Nøjgaard Nikolai, Geiß Manuela, Merkle Daniel, Stadler Peter F, Wieseke Nicolas, Hellmuth Marc
1Institute of Mathematics and Computer Science, University of Greifswald, Walther-Rathenau-Strasse 47, 17487 Greifswald, Germany.
2Department of Mathematics and Computer Science, University of Southern Denmark, Campusvej 55, 5230 Odense M, Denmark.
Algorithms Mol Biol. 2018 Feb 6;13:2. doi: 10.1186/s13015-018-0121-8. eCollection 2018.
In the absence of horizontal gene transfer it is possible to reconstruct the history of gene families from empirically determined orthology relations, which are equivalent to gene trees. Knowledge of the event labels considerably simplifies the problem of reconciling a gene tree with a species trees , relative to the reconciliation problem without prior knowledge of the event types. It is well-known that optimal reconciliations in the unlabeled case may violate time-consistency and thus are not biologically feasible. Here we investigate the mathematical structure of the event labeled reconciliation problem with horizontal transfer.

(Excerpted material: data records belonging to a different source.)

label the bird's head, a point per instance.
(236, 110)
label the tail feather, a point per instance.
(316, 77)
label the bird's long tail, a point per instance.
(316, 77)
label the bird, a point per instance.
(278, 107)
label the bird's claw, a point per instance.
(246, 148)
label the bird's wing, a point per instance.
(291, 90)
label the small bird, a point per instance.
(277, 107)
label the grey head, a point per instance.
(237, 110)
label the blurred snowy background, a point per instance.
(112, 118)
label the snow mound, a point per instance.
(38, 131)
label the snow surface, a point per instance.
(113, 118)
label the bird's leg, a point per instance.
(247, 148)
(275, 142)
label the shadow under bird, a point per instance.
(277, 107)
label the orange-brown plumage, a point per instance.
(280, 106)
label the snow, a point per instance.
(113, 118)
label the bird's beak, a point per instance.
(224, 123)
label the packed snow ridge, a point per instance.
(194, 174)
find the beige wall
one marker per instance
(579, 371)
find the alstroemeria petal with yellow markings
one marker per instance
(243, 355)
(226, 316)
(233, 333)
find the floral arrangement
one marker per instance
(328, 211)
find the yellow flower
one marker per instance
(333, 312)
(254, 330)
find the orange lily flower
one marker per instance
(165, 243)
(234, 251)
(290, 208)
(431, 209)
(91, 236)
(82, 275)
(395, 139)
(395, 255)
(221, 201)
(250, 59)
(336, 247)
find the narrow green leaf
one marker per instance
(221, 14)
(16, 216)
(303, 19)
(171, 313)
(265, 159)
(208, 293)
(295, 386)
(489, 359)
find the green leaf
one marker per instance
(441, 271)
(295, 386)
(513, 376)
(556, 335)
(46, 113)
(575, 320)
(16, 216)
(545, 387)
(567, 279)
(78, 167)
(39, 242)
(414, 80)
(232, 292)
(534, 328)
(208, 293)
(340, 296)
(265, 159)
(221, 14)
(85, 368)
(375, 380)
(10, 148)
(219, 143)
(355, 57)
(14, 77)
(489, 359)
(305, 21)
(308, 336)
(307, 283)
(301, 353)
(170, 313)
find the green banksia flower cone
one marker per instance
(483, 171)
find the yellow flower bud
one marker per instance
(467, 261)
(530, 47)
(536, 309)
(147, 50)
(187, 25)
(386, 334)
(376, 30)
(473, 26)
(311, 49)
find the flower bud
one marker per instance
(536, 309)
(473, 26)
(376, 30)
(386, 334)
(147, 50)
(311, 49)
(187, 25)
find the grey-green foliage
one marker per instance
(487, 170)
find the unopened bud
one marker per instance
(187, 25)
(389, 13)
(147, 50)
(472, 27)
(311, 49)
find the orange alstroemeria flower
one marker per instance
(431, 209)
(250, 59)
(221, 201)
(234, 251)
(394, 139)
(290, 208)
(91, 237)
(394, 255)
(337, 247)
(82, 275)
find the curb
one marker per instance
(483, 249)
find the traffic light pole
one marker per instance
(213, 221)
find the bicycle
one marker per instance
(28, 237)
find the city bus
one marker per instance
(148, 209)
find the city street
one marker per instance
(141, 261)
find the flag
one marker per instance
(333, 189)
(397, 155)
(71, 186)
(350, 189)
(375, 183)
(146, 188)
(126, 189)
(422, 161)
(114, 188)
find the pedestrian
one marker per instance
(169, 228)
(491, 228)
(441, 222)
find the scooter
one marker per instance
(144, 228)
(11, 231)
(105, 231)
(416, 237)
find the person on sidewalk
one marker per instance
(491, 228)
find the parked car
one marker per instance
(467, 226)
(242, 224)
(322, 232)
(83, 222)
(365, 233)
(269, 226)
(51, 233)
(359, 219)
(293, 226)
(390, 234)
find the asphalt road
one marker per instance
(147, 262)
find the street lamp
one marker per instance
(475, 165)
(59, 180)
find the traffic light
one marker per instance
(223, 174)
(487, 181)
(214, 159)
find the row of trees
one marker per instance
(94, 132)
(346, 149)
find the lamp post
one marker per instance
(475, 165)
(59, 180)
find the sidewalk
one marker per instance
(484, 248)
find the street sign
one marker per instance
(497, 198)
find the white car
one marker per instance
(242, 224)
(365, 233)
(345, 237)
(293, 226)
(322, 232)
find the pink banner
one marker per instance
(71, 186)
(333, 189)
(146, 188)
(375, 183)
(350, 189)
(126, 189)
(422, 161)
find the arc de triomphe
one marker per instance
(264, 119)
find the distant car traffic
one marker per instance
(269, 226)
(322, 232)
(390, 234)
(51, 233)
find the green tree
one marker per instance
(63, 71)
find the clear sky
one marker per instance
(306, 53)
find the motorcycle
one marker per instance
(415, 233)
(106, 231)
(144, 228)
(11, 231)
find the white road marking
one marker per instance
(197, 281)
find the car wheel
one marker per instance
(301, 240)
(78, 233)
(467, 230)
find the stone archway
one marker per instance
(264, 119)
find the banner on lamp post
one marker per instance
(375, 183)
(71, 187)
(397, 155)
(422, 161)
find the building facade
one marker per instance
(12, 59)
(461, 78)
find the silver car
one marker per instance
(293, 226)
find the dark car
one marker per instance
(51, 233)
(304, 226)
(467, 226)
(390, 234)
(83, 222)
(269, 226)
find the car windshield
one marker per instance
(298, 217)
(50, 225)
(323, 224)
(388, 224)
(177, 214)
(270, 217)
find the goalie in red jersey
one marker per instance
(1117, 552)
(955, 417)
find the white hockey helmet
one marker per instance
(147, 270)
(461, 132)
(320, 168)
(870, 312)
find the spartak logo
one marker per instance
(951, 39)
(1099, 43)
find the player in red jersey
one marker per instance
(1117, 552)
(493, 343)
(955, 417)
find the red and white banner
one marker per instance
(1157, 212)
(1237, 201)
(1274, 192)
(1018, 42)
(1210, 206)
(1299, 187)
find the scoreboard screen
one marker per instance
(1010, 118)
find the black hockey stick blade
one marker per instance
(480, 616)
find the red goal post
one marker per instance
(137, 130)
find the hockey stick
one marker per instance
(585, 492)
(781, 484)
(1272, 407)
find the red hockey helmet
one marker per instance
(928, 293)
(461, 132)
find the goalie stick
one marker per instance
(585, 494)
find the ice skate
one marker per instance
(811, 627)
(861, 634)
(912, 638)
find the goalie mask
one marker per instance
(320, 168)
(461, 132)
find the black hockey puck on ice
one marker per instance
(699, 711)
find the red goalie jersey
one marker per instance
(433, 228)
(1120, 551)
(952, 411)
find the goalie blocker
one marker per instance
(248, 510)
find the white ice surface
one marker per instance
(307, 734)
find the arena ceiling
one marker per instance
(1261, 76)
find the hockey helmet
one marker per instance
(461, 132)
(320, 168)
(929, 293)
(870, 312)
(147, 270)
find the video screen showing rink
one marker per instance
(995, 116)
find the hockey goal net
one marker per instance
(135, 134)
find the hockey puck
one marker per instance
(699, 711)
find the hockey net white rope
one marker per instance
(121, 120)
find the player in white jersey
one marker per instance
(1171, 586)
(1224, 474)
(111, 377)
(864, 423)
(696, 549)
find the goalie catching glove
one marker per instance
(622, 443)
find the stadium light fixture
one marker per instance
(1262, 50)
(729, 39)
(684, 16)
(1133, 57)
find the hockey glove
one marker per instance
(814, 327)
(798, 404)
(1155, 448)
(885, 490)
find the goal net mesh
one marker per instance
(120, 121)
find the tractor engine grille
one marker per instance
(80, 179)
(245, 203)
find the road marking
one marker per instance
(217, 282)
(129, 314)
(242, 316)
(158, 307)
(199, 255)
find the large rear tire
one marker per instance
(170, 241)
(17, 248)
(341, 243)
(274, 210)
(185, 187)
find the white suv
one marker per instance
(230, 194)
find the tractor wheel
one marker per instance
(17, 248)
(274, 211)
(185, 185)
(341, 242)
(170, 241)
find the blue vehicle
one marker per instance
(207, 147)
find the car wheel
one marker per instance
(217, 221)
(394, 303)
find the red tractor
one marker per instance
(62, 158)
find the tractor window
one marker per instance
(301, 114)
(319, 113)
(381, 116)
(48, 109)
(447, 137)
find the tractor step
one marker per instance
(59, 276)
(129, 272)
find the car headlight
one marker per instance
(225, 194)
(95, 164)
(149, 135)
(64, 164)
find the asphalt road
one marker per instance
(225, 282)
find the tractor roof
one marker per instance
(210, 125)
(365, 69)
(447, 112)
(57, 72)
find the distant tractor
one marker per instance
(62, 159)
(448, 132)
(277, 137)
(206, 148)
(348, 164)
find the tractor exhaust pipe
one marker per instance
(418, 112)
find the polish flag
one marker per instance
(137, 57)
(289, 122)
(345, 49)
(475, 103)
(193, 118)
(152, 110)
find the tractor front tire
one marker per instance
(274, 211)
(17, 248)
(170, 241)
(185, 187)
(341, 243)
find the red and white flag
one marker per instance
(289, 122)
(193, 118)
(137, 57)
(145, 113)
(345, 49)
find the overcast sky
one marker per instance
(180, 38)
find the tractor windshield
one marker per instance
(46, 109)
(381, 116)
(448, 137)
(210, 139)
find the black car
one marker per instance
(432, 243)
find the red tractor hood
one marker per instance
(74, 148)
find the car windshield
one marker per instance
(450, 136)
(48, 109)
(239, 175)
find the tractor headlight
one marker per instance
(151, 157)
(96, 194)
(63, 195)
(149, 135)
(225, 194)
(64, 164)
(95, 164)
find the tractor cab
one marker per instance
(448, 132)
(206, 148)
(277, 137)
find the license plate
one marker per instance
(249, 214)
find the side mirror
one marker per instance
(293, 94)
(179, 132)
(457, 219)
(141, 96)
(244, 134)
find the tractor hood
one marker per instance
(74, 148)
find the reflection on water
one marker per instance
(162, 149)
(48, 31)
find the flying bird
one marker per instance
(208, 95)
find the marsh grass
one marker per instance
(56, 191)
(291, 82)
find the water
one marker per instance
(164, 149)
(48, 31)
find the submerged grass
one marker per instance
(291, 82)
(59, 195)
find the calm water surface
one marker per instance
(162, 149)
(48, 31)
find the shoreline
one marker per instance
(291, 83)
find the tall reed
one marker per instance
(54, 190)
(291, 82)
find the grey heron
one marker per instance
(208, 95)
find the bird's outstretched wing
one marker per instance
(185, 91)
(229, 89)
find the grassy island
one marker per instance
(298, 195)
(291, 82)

We investigate the issue of time-consistency for the event-labeled version of the reconciliation problem, provide a convenient axiomatic framework, and derive a complete characterization of time-consistent reconciliations. This characterization depends on certain weak conditions on the event-labeled gene trees that reflect conditions under which evolutionary events are observable at least in principle. We give an [Formula: see text]-time algorithm to decide whether a time-consistent reconciliation map exists. It does not require the construction of explicit timing maps, but relies entirely on the comparably easy task of checking whether a small auxiliary graph is acyclic. The algorithms are implemented in C++ using the boost graph library and are freely available at https://github.com/Nojgaard/tc-recon.
The combinatorial characterization of time consistency and thus biologically feasible reconciliation is an important step towards the inference of gene family histories with horizontal transfer from orthology data, i.e., without presupposed gene and species trees. The fast algorithm to decide time consistency is useful in a broader context because it constitutes an attractive component for all tools that address tree reconciliation problems.
在不存在水平基因转移的情况下,有可能从经验确定的直系同源关系(等同于基因树)重建基因家族的历史。相对于没有事件类型先验知识的和解问题,事件标签的知识极大地简化了使基因树与物种树和解的问题。众所周知,未标记情况下的最优和解可能违反时间一致性,因此在生物学上不可行。在这里,我们研究具有水平转移的事件标记和解问题的数学结构。
我们研究和解问题的事件标记版本的时间一致性问题,提供一个方便的公理框架,并推导时间一致和解的完整特征。这种特征取决于事件标记基因树上的某些弱条件,这些条件反映了进化事件至少在原则上可观察的条件。我们给出一个[公式:见正文]时间算法来决定是否存在时间一致的和解映射。它不需要构建明确的时间映射,而是完全依赖于检查一个小辅助图是否无环这个相对容易的任务。这些算法使用boost图库用C++实现,可在https://github.com/Nojgaard/tc-recon免费获取。
时间一致性以及因此生物学上可行的和解的组合特征是朝着从直系同源数据推断具有水平转移的基因家族历史迈出的重要一步,即无需预先假定基因树和物种树。用于决定时间一致性的快速算法在更广泛的背景下是有用的,因为它构成了所有解决树和解问题的工具的一个有吸引力的组件。